In an email to staff this afternoon, seen by Press Gazette, BBC News chief financial and operating officer Alan Dickson thanked them for the “calm and thoroughly professional manner” with which they met the disruption.
He added: “I’m sorry that a major fault caused such difficulty for our teams running live output during the afternoon and early evening, and again am extremely grateful for how you worked so hard to bring services back to normal as quickly as possible.”
Millbank studios, home to Politics Live, is the disaster recovery set for the BBC News if the main studio three miles away at Broadcasting House in Marylebone is out of action, Press Gazette understands.
The BBC has confirmed that only the BBC News at Six and BBC News at Ten bulletins were forced to relocate.
The BBC News Channel and BBC World News were forced to broadcast pre-recorded news content for at least one hour from about 3pm yesterday due to the fault.
The corporation has now told staff it was caused by a “database process” overloading the W1 server at Broadcasting House.
The problem was caused by the BBC’s new Open Media computer system, which replaced the ENPS system last year.
A fix was rolled out today with maintenance planned overnight and tomorrow. The news is set to be live from the main studio as usual.
In his email to staff, Dickson said support teams were “working to investigate the exact root of the problem”.
He added: “Earlier today we successfully rolled out a fix that addresses the immediate issue and improves the stability of the W1 system.
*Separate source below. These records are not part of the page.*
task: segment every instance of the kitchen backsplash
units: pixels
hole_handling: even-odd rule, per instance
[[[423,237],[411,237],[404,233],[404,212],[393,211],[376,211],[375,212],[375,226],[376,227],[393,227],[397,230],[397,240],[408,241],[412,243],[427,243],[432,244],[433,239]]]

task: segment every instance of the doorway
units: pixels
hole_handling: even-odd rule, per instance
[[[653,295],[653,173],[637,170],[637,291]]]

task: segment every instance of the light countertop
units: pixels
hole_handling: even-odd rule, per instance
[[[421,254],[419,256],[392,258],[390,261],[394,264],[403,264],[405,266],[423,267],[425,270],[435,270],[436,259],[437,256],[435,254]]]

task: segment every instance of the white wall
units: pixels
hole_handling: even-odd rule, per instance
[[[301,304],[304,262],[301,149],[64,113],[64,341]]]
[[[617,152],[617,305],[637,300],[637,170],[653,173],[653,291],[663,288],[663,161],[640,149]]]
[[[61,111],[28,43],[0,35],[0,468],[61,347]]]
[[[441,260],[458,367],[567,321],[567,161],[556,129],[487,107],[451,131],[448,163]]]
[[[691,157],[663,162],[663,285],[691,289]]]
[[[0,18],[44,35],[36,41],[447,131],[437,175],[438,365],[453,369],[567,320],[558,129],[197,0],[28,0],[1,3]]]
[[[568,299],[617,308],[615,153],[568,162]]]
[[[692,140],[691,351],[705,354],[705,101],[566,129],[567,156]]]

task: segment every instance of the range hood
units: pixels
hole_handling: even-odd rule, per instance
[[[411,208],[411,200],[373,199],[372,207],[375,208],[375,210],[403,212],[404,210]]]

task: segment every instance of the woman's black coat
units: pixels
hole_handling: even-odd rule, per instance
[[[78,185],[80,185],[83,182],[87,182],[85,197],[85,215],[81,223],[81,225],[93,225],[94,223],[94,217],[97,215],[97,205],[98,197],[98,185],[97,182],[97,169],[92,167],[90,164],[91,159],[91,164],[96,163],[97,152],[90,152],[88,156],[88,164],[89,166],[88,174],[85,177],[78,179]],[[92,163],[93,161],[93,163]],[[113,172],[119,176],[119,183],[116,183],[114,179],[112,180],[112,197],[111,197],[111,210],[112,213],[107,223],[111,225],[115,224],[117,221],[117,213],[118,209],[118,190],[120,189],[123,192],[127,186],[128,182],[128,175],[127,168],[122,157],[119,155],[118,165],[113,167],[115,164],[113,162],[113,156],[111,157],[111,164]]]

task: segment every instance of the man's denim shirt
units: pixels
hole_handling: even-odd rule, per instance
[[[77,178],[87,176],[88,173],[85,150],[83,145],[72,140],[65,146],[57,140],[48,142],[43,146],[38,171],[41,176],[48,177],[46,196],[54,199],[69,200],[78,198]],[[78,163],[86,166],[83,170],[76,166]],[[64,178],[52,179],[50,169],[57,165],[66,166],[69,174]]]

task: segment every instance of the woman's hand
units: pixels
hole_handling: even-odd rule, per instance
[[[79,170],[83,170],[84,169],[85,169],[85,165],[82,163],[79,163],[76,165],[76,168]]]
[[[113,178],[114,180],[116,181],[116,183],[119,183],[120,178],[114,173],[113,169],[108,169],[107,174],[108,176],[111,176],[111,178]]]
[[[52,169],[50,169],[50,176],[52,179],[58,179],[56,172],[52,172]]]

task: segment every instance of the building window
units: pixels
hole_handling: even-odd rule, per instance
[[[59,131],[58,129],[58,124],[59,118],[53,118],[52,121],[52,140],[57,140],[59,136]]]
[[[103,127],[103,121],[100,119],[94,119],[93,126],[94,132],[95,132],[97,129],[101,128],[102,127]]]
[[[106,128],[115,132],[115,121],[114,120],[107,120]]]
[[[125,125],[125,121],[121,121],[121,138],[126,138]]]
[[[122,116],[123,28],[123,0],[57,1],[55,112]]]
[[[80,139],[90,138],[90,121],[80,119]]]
“We are planning further maintenance work to ensure greater resilience in the system, and this is due to be carried out overnight tonight and Friday night.
“The affected teams will receive further communications directly, and additional support including floorwalkers will remain on hand overnight too.”
According to BBC News, Open Media supplier Annova has been helping to investigate the fault. Press Gazette has contacted Annova for comment.
The BBC added that Open Media was “designed to make it easier for reporters and other staff to share scripts, running orders and contacts” and said one of its promised benefits was to provide “stability and reliability”.
The BBC’s website was not affected by the technical issues.